Introduction
While working on large data, we have to store the data in tables. So what to do when you have billions of rows and columns? For that, we have Cloud BigTable.
You can store terabytes or even petabytes of data in Cloud Bigtable, a large table containing billions of rows and thousands of columns.
So in this blog, you'll learn the Basics of Cloud Bigtable with Migration Concept
Let’s dive into the topic to explore more.
Import and export data
The techniques for importing and exporting data into and out of Cloud Bigtable are listed on this page.
Avro files
You can export data from Bigtable as Avro files and then import that data back into Bigtable using the following Dataflow templates. The Google Cloud console or the gcloud command-line tool can be used to run the templates.

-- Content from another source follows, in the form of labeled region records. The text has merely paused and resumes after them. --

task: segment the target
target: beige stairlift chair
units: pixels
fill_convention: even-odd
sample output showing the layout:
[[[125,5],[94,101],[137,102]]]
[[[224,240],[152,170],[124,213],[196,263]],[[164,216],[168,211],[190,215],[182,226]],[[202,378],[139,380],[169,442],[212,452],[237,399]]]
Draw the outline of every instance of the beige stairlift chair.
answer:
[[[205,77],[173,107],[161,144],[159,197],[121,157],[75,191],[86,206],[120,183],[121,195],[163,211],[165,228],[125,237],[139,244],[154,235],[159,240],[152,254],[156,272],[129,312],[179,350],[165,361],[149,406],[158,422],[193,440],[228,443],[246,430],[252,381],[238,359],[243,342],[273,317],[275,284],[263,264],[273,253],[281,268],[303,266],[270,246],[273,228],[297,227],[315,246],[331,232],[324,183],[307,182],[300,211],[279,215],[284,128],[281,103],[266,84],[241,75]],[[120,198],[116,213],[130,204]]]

Cloud Bigtable to Cloud Storage Avro
Bigtable's Cloud Storage Alternative Avro templates are pipelines that read information from Bigtable tables and publish it in Avro format to Cloud Storage buckets. The template can be used to transfer data from Bigtable to cloud storage.
- Conditions for using this pipeline:
- There must be a Bigtable table.
- Before starting the pipeline, the output Cloud Storage bucket must be present.
Cloud Storage Avro to Cloud Bigtable
Avro files in a Cloud Storage bucket are read using the Cloud Storage Avro to Bigtable template, which then writes the data to a Bigtable table. The template can be used to transfer data from Cloud Storage to Bigtable.
- Conditions for using this pipeline:
- There must be a Bigtable table with the same column families as those exported in the Avro files.
- Before starting the pipeline, the input Avro files must be present in a Cloud Storage bucket.
- Bigtable requires the input Avro files to conform to a certain schema.
Parquet files
You can export data from Bigtable as Parquet files and then import that data back into Bigtable using the following Dataflow templates. The Google Cloud console or the gcloud command-line tool can be used to run the templates.
Cloud Bigtable to Cloud Storage Parquet
Bigtable's Cloud Storage Alternative A pipeline called a parquet template extracts data from a Bigtable table and sends it in parquet format to a Cloud Storage bucket. The template can be used to transfer data from Bigtable to cloud storage.
- Conditions for using this pipeline:
- There must be a Bigtable table.
- Before starting the pipeline, the output Cloud Storage bucket must be present.
Cloud Storage Parquet to Cloud Bigtable
The pipeline used by the Cloud Storage Parquet to Bigtable template receives information from Parquet files in a bucket and publishes it to a Bigtable table. The template can be used to transfer data from Cloud Storage to Bigtable.
- Conditions for using this pipeline:
- A Bigtable table must have the same column families as those exported in the Parquet files.
- Before starting the pipeline, the input Parquet files must be present in a Cloud Storage bucket.
- From the input Parquet files, Bigtable anticipates a particular schema.
SequenceFiles
The following Dataflow templates allow you to export data from Bigtable as SequenceFiles and then import the data back into Bigtable. You can execute the templates by using the gcloud command-line tool or the Google Cloud console.
Bigtable to Cloud Storage SequenceFile
Bigtable's Cloud Storage Alternative A pipeline called a SequenceFile template reads data from a Bigtable table and outputs it in SequenceFile format to a Cloud Storage bucket. The template can be used to transfer data from Bigtable to Cloud Storage.
- Conditions for using this pipeline:
- There must be a Bigtable table.
- Before starting the pipeline, the output Cloud Storage bucket must be present.
Cloud Storage SequenceFile to Bigtable
A pipeline that reads data from SequenceFiles in a Cloud Storage bucket and writes it to a Bigtable table is the Cloud Storage SequenceFile to Bigtable template. The template can be used to transfer data from Cloud Storage to Bigtable.
- Conditions for using this pipeline:
- There must be a Bigtable table.
- Before starting the pipeline, the input SequenceFiles must be in a Cloud Storage bucket.
- SequenceFiles for the input must have been exported from HBase or Bigtable.